L’amygdalectomie à distance de l’épisode aigu, 6 à 8 semaines, était la règle mais elle n’est plus systématique. Elle reste indiquée lors d’angines à répétition ou en cas de récidive d’un phlegmon. Sa réalisation à chaud ne parait pas plus risquée, en particulier au niveau du risque hémorragique, qu’après ce délai.
Le traitement de l’affection causale est important pour éviter les récidives ou d’autres complications comme des cellulites infectieuses, notamment concernant les foyers dentaires. La recherche d’une immunodépression est associée quand il n’y a pas d’explication claire sur le mécanisme initial.
Cellulite du cou avec thrombose de la veine jugulaire externe gauche et obstruction de la filière aérienne au niveau amygdalien
C’est une complication rare mais gravissime des infections amygdaliennes. La description classique associe une pharyngite, une thrombose septique de la veine jugulaire interne et une infection pulmonaire. Il se voit chez l’adulte jeune immunodéprimé ou ayant reçu un traitement anti-inflammatoire préalable.

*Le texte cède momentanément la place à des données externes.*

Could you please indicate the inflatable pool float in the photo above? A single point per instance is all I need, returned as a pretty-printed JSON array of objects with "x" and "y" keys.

C’est une infection à Fusobacterium necrophorum, commensal de la bouche, à l’origine d’abcès avec formation de gaz, associé rarement à d’autres germes comme Eikenella corrodens.
Cliniquement, en plus du syndrome infectieux et des signes pharyngo-amygdaliens, on observe un trismus et un empâtement cervical. Une antibiothérapie préalable diminue les signes cliniques francs et peut faire retarder le diagnostic. La thrombose peut toucher différentes veines cervicales, la veine faciale et également la jugulaire externe.
Le diagnostic sera confirmé par écho Doppler cervical (mais qui peut être pris en défaut) et surtout TDM cervico-thoracique injecté.
Les risques sont la dissémination d’emboles septiques au niveau pulmonaire, cérébral, osseux et viscéral, le développement d’une fasciite nécrosante et des complications septiques majeures comme une CIVD.